Looking at net absorption, the report explained that it was muted in the fourth quarter, with 41.1 MSF absorbed, down from the third quarter’s 52.5 MSF. For all of 2023, net absorption ended up at 224.3 MSF, which Cushman & Wakefield said matched up with the pre-pandemic 10-year average, at 224.8 MSF, and was driven by new industrial product delivered with tenants in place—either build-to-suit or speculative pre-leased space. The final 2023 tally was 2.5% less than a prior estimate the firm had made, at 218.9 MSF, a 2.5% decrease.
As for if net absorption will continue to be muted over the first half of 2024, Price said that is the expectation.

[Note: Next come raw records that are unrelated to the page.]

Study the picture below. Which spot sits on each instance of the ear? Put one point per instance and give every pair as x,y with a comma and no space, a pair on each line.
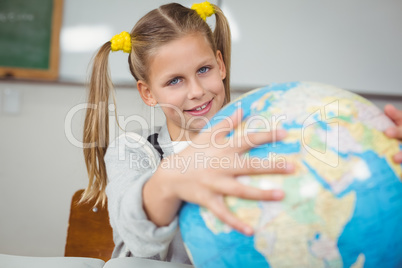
145,93
221,64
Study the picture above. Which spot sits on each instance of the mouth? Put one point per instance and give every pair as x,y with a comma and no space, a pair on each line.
200,109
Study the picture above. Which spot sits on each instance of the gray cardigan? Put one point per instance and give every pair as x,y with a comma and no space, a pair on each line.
130,162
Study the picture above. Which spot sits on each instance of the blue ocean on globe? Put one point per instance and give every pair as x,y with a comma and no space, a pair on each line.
343,204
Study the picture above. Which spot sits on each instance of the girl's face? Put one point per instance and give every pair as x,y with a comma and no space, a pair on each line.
185,79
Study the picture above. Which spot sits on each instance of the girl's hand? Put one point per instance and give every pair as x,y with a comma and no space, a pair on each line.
394,132
206,184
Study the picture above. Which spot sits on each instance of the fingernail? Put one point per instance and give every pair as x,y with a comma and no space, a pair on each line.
398,158
248,230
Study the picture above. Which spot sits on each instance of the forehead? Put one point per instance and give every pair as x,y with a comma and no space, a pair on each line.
179,55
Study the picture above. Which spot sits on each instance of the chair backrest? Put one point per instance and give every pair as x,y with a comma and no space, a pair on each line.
89,232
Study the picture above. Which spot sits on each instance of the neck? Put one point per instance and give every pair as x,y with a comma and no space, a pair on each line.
182,134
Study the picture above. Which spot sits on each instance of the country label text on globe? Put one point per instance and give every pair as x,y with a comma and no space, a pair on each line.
343,204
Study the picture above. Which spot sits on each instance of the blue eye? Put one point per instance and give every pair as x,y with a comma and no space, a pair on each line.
203,70
174,81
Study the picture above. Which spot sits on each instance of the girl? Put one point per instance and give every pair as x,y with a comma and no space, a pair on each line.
180,64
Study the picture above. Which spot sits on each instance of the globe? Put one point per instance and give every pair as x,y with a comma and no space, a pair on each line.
343,204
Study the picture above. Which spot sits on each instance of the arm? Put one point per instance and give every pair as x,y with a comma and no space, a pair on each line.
207,186
128,171
394,132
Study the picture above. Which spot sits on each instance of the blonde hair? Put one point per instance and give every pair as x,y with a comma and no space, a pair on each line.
158,27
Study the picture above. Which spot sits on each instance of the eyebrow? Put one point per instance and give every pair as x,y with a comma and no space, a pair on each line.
170,76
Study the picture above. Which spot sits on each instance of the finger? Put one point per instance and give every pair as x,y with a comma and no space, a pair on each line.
235,188
393,113
221,211
398,158
227,123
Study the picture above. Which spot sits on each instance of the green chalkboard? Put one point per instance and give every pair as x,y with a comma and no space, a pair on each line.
29,33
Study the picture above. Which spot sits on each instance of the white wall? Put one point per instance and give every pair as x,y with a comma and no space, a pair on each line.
40,168
352,44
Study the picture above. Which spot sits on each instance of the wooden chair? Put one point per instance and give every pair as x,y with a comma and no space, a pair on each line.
89,232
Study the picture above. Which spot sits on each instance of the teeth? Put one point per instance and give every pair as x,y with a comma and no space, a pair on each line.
201,108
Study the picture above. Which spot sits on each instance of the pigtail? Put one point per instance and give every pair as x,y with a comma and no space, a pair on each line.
96,127
223,42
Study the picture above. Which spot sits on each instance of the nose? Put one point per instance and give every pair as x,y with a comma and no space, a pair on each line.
196,90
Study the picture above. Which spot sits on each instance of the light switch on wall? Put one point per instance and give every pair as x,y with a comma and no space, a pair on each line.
11,101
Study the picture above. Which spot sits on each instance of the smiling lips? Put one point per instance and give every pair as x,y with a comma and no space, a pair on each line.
200,110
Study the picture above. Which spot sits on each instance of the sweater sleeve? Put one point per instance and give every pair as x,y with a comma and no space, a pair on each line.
130,162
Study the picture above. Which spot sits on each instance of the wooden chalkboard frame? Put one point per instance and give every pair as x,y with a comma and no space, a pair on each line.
52,72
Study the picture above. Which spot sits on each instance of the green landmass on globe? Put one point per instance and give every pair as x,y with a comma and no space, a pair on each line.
343,204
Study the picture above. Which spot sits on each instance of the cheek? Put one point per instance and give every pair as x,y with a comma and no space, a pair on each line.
216,86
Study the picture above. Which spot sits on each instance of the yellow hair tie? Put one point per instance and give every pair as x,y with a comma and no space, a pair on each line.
204,9
121,41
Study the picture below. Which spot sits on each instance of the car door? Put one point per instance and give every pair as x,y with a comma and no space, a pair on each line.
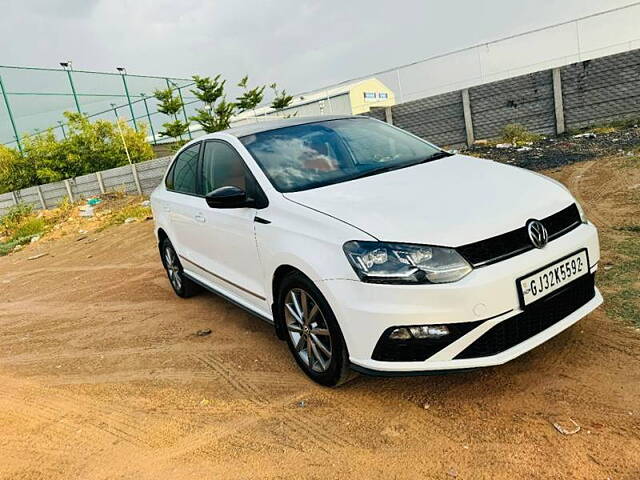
182,201
226,251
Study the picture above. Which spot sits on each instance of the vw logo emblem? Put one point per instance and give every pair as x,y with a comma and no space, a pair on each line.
537,233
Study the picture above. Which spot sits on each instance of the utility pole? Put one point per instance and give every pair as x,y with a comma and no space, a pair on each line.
68,66
11,119
123,73
126,150
146,107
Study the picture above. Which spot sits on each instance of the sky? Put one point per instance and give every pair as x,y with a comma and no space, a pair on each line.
300,44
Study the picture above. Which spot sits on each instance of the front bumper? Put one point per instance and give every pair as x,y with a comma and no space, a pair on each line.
488,296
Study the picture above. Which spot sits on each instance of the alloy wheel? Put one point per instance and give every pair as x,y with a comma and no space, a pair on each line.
173,268
308,330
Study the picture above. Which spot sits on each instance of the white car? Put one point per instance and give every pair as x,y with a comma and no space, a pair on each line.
370,249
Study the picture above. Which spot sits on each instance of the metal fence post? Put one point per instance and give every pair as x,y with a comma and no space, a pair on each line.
146,107
67,185
100,182
134,171
41,197
558,100
126,91
11,119
388,115
184,110
468,119
73,89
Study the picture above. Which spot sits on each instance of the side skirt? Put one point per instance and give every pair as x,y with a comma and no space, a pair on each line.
237,304
419,373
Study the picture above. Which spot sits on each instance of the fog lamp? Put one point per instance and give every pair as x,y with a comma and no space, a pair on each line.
400,334
430,331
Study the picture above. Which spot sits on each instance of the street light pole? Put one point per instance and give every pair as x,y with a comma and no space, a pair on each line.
11,119
126,150
64,134
68,66
184,111
146,107
123,73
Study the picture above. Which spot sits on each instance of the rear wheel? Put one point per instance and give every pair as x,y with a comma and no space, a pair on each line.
183,287
312,332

“With cooler consumer demand coupled with some economic uncertainty still out there— plus sticky inflation and high interest rates—net demand won’t likely pick up steam again until later in 2024,” said Price.
Fourth quarter new leasing activity saw, at 133.8 MSF, was off 2%, from the third quarter to the fourth quarter. The lone regional decline was out of the south, with the other three regions posting increases, according to the firm. And, for all of 2023, the U.S. industrial real estate market yielded 588 MSF in new leasing activity in 2023, marking the fourth strongest year on record, as well as the eighth year in which the U.S. recorded more than 550 MSF in new transactional volume.
“While I don’t think leasing will exceed 550 MSF in 2024, I do think it will remain historically strong and hover around the 10-year pre-pandemic average of 500 MSF,” said Price. “I think leasing will be stronger in the second half of 2024 than it will be in the first half.”